# Brevipes 128



## andrecardoso (Aug 5, 2007)

My newest creation.
800mm x 400mm x 400mm
Hqi150 watts
Fluval 203
Fauna- 21 Paracheirodon axelrodi 
4 Otocinclus affinis 
Neocaridina Heteropoda (red) and Caridina japonica

Flora- Rotala rotundifolia
Ludwigia brevipes
Eleocharis parvulus
Utricularia Graminifolia
Echinodorus palaefolius latifolius
Rotala rotundifolia "Green"
Blyxa Japonica
Hemianthus Micranthemoides
Rotala Walichii


----------



## DonaldmBoyer (Aug 18, 2005)

HOLY MOLY!!! That's beautiful, Andre! A stunning aquascape, for sure!

What did you use for substrate?
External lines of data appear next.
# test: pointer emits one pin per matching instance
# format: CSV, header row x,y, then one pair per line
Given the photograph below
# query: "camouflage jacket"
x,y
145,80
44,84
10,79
And, what do you use for fertilizer?


----------



## andrecardoso (Aug 5, 2007)

DonaldmBoyer said:


> HOLY MOLY!!! That's beautiful, Andre! A stunning aquascape, for sure!
> 
> What did you use for substrate? And, what do you use for fertilizer?


Thanks a lot! 
Substrate:
Akadama special

Fertilizer:
Elos fase 1
Elos K40
Fe brightwell Aquatics
Flourish Excel
NPK Nutrafin (for N and P)


----------



## info scavenger (Jun 25, 2008)

Beautiful scape! How long has it been set up.


----------



## andrecardoso (Aug 5, 2007)

info scavenger said:


> Beautiful scape! How long has it been set up.


 Since October


----------



## Pinto (Mar 22, 2008)

Wow your layout looks so awesome. Your tank looks slick also.


----------



## Te-Nej (Aug 9, 2007)

Very nice looking tank. Can you give us a little closer picture?


----------



## krisw (Jan 31, 2005)

Really nice scape. You might want to consider moving the Rotala green over to the right a little bit, as it's a tad bit too centered. Otherwise, nice stuff, good work!


----------